If they want borrowers to get standalone coverage, servicers could cite previous court decisions favoring lenders, he noted. However, this doesn't address the capacity issues relating to the availability of the insurance.
The emergence of "pari passu" split notes - splitting a large loan into a number of different parts that could go into different CMBS pools - in large part came about as a way to deal with the terrorism insurance issue, according to Mr. Rubock.
Erin Stafford, a senior vice president with Dominion Bond Rating Service said that they are adopting a "cautious approach" taking into account the possibility the coverage may not be extended.
Stephanie Petosa, senior director, Fitch Ratings said that the rating agency is going back and taking a look at fusion deals (which combine large deals with smaller ones). They are finding that larger trophy properties do have standalone terrorism coverage.
Kathy Marquardt, senior vice president, GMAC Commercial Holding Corp., noted that the servicer community doesn't want to deal with the consequences of TRIA not being extended and is hopeful that it will get extended.
Some pooling and servicing agreements are looking to special servicers of "B" pieces to make decisions, she said.
There is a lot of stress on servicers because of the possibility of litigation, and not a lot of feedback from investors, according to her. If the backstop is not extended, she said, servicers need to work together as a community so that the burden is not solely on servicers.
Touching on another topic, Ms. Marquardt wondered about the conflicts that rating agencies encounter - between a borrower and an investor, for instance, or between different levels of certificate holders - and how they handle them.
Ms. Petosa observed that while there is an "inherent conflict" for a rating agency that has been talked about by the Securities and Exchange Commission (considering that the rating agencies are paid by borrowers whose bonds they are rating on behalf of investors), the rating agencies are aware that they are only as strong as their reputations and won't risk them.
She also noted that oftentimes rating agencies get blamed. When people ask for something saying that the rating agency wants it, she advises people to "call their bluff."
Mr. Rubock noted that Moody's handles any conflict "very diplomatically" and they also rely a lot on the servicer's judgment. There are different constituencies involved, and he sees it as a matter of managing expectations.
Ms. Stafford said that Dominion works very closely with the issuance side and keeps in touch with what's going on for the life of a deal.

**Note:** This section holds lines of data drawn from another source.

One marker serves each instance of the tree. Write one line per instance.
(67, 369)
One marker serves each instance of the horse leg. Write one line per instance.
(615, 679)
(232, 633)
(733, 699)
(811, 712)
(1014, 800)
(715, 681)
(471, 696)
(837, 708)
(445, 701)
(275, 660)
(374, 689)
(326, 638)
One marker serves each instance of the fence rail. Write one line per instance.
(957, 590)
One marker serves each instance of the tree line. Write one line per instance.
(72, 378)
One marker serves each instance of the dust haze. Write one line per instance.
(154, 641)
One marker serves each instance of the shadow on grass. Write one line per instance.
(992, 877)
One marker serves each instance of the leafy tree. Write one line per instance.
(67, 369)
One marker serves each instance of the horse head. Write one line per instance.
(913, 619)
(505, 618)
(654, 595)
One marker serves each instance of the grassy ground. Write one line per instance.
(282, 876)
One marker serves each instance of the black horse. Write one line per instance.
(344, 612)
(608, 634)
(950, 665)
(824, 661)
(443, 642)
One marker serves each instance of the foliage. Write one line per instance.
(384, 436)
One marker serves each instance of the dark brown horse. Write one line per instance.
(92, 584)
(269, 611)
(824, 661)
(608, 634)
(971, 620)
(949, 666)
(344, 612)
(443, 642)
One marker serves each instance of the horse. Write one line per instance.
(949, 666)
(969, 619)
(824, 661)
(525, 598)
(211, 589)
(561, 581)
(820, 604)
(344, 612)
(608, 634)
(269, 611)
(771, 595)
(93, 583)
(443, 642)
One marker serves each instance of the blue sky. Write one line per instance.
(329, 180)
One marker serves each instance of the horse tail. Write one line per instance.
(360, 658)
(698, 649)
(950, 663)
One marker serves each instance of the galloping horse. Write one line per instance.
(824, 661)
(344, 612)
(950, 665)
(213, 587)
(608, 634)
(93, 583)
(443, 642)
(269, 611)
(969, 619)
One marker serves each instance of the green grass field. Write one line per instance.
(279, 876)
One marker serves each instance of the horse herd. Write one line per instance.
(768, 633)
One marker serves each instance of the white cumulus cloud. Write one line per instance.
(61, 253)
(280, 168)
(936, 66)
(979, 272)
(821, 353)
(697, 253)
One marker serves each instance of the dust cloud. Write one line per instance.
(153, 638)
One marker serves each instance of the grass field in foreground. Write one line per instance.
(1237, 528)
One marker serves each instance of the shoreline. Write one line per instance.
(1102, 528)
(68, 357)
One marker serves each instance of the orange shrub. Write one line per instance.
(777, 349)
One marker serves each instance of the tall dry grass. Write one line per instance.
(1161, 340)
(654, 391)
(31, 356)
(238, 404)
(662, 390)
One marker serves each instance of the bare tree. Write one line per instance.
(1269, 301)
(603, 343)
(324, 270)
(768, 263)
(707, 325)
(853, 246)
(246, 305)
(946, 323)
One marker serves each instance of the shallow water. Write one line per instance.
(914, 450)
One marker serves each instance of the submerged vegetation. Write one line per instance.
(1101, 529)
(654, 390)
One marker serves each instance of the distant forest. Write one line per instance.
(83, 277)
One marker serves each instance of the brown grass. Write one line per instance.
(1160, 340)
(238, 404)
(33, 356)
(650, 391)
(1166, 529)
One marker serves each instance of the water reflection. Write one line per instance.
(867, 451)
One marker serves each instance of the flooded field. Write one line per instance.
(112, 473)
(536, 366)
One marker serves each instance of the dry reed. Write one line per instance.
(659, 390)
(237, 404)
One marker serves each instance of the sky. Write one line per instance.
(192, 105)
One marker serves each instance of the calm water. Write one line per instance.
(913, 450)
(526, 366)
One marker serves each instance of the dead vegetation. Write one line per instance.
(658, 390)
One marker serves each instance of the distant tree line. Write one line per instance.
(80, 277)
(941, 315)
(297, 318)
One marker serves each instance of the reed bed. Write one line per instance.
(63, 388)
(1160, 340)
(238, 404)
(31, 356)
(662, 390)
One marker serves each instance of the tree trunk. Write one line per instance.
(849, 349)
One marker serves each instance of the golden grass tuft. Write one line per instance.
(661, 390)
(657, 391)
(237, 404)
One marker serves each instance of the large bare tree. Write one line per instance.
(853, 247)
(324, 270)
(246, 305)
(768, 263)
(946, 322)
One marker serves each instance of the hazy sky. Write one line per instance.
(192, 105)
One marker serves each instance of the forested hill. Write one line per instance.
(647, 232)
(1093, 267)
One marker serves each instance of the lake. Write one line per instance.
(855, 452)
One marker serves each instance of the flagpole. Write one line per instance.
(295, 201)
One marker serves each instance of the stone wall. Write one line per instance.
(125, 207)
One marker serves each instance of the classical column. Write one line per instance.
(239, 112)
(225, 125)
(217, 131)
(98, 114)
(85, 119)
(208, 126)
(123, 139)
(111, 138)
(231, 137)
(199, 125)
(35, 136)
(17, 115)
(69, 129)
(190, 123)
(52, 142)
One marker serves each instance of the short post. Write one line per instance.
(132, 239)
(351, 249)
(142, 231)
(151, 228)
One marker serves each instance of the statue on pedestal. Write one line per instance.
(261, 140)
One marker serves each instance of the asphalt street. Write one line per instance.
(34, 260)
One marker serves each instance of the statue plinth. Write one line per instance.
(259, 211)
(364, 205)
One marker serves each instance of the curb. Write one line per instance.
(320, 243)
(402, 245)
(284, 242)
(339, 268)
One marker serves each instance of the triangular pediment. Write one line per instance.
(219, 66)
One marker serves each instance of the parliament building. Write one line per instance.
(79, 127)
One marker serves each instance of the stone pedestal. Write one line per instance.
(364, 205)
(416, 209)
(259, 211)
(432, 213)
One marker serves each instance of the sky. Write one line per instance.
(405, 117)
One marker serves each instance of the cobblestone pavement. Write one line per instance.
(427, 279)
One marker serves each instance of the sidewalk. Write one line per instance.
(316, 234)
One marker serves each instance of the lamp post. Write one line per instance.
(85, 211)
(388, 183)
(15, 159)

About the various pari passu note structures that have emerged, Ms. Stafford noted that it is difficult coordinating between six different trusts and six different servicers.
Ms. Petosa wondered if the different structures would hold up in a court of law.
Mr. Rubock doesn't believe that pari passu notes are "out of control" yet. These structures have not been tested by a market downturn yet, he noted.
Responding to a query from Ms. Marquardt about how the rating agencies review requests for defeasance, Mark Goldberg, associate director, Standard & Poor's, said that the rating agency sees it as "just a bunch of documents being added."
Ms. Stafford also said that Dominion has come to the conclusion that "we're not adding a lot of value by looking at defeasance."